# Decals on Wood



## SeahawkBeau (Feb 1, 2017)

I've read alot about the procedure for doing decals but they are all on acrylic or PR.  Is there a way to do it on a wood pen and so what would the procedure be or would it be the same regardless of the material.


----------



## lorbay (Feb 1, 2017)

I do these on wood all the time. I put 5 coats of CA and then polish it apply decal and then more CA. 
Lin


----------



## jttheclockman (Feb 1, 2017)

It is done all the time. Treat the wood as acrylic in that seal it before you apply the decal. Most people go all the way and do several coats of CA and polish but do not put a plastic polish under it. Blends in better.


----------



## Rockytime (Feb 1, 2017)

As already posted, it works flawlessly. CA then decal then CA.


----------



## SeahawkBeau (Feb 1, 2017)

Thanks Guys, now I just have to get better at doing a CA finish.  The decal idea is something I am gonna try out, I have had a friend that has been doing the laser engraving for me but I think the decal idea would give me more options but the person who is interested in this idea does not like acrylic, only wood and she likes the lighter woods so that works out great.  If she likes my ideas she has promised a minimium of 100 pens a year.


----------



## larryc (Feb 2, 2017)

American Holly works great. It's wood and has practically no grain to detract from the decal image.


----------



## Skie_M (Feb 2, 2017)

Hmmm ... his lady friend is the one interested, and she doesn't like plastic ...  American Holly, properly finished in a shiny CA finish after buffing, would probably look like a white or off-white plastic.

I might think about asking her if she has a particular preference for the wood species, especially if she wants to see wood grain.  Beech, Maple, Poplar, and Persimmon (white ebony) come to mind.

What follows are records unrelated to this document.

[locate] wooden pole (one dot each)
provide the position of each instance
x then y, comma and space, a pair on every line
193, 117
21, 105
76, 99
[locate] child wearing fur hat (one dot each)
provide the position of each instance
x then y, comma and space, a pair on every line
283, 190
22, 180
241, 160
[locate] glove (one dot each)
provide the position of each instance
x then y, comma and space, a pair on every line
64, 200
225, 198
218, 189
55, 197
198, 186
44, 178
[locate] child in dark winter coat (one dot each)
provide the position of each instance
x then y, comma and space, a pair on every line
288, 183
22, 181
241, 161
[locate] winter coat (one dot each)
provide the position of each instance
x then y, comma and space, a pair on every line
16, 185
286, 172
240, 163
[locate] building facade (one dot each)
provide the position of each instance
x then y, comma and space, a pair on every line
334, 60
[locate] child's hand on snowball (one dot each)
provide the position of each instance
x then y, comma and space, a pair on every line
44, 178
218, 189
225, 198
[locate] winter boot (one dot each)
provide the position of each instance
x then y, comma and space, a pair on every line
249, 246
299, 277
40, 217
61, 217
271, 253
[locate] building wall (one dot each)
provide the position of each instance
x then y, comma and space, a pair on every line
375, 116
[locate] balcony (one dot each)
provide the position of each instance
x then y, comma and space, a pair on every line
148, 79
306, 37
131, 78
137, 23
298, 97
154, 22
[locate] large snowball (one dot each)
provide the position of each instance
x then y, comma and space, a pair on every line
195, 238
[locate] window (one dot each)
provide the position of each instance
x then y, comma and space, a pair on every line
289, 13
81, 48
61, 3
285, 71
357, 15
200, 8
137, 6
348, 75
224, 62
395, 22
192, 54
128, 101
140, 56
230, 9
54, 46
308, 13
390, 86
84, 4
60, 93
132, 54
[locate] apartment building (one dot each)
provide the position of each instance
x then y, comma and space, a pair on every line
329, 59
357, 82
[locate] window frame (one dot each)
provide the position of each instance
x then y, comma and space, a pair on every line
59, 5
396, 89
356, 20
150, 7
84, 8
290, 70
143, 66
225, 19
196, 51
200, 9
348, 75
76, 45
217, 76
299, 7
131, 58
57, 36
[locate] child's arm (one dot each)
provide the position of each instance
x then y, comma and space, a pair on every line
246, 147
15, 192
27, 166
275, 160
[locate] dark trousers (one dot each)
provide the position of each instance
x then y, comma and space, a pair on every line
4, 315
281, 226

Also, if the grain interference might be a problem, you could also mention that there's a white background decal paper you could use, in addition to the clear background paper.  In fact, you could possibly make one part of the design using clear, so that you can see the wood grain through it, and the part that needs to show up clearly could be made on white background paper.


----------



## SeahawkBeau (Feb 2, 2017)

The one she liked was actually spalted Maple, would be very easy to put a decal on.  The few samples I had were not stablilized so they really didn't looke that good.  I just got my stabilization set up today so I will shoot her out some samples.  Thanks guys for all the help.  Any suggestions for a decal program or is that another topic someplace else.


----------



## Skie_M (Feb 2, 2017)

Any image program should work OK ... it's mostly the printer you need to work the kinks out of.

I use Microsoft Paint.  It came with Windows.

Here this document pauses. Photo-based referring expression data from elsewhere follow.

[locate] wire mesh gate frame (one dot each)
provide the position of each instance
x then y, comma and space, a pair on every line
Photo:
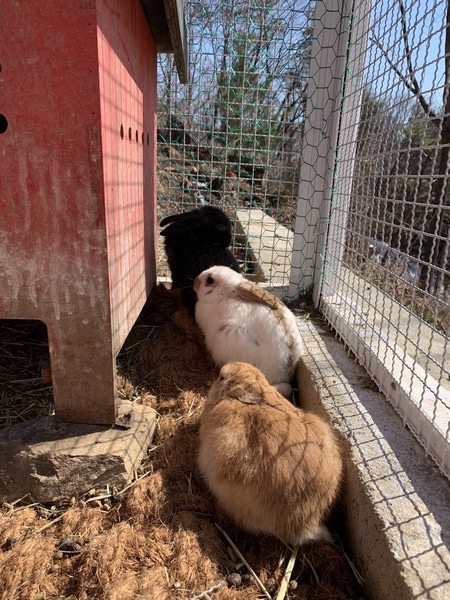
337, 61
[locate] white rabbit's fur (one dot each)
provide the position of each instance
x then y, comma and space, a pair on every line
243, 322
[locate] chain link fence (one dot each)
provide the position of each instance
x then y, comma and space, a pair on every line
323, 130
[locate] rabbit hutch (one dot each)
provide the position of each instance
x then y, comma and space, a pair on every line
78, 146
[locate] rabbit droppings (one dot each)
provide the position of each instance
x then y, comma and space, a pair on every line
242, 321
194, 241
273, 468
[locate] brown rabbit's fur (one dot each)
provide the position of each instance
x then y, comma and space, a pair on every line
274, 469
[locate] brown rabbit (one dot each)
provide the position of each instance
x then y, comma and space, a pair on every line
274, 468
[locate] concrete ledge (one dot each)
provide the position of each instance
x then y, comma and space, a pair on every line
396, 502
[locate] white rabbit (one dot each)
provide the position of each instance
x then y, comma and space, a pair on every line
243, 322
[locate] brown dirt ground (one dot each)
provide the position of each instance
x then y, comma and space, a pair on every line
158, 539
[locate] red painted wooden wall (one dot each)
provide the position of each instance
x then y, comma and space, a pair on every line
78, 177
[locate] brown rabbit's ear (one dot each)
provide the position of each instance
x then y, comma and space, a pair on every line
252, 293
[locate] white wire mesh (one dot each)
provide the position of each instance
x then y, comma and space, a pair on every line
385, 285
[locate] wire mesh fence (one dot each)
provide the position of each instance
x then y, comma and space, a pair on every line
323, 130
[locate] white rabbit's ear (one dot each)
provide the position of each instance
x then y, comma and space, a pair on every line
252, 293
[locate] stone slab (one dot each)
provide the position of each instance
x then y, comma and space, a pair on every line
51, 460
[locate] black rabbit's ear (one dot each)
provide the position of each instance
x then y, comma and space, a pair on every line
180, 217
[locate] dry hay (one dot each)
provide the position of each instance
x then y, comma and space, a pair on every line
158, 539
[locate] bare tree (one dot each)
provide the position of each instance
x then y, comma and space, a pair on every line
434, 248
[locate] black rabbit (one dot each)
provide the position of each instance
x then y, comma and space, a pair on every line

I can get into my printer settings and set up page sizes, but I find that to be a little tedious.

My decal sheets come as a half-sheet size of standard paper 8.5" x 11" .... 2 easy ways around using that setup.


You can simply turn the decal sheet sideways, so that it is entering the printer with the same width as your standard paper .... and set the image printing program up so that the image will be printed in the TOP HALF ONLY of the page.

Or you can TAPE 2 PIECES OF DECAL PAPER TOGETHER FROM THE BACKSIDES, insert just like a regular sheet of paper ....  and make sure that nothing will be printed right in the middle.


----------



## Math2010 (Feb 10, 2017)

Wich brand of decal paper do you use?


----------



## jttheclockman (Feb 10, 2017)

Math2010 said:


> Wich brand of decal paper do you use?



www.penturners.org/forum/f14/water-slide-decal-material-141887/



www.penturners.org/forum/f178/paper-printer-choose-140535/


www.penturners.org/forum/search.php...earchinfo=1&photoplog_searchquery=decal+paper


----------



## SeahawkBeau (Feb 10, 2017)

Math2010 said:


> Wich brand of decal paper do you use?



I just bought Bel Inkjet Decal Paper online from DecalPaper.  I followed the instructions when I printed it up and the detail was amazing.  I sprayed the acrylic spray on it to seal it today and will be putting it on tomorrow.  when I am done I will post pictures.


----------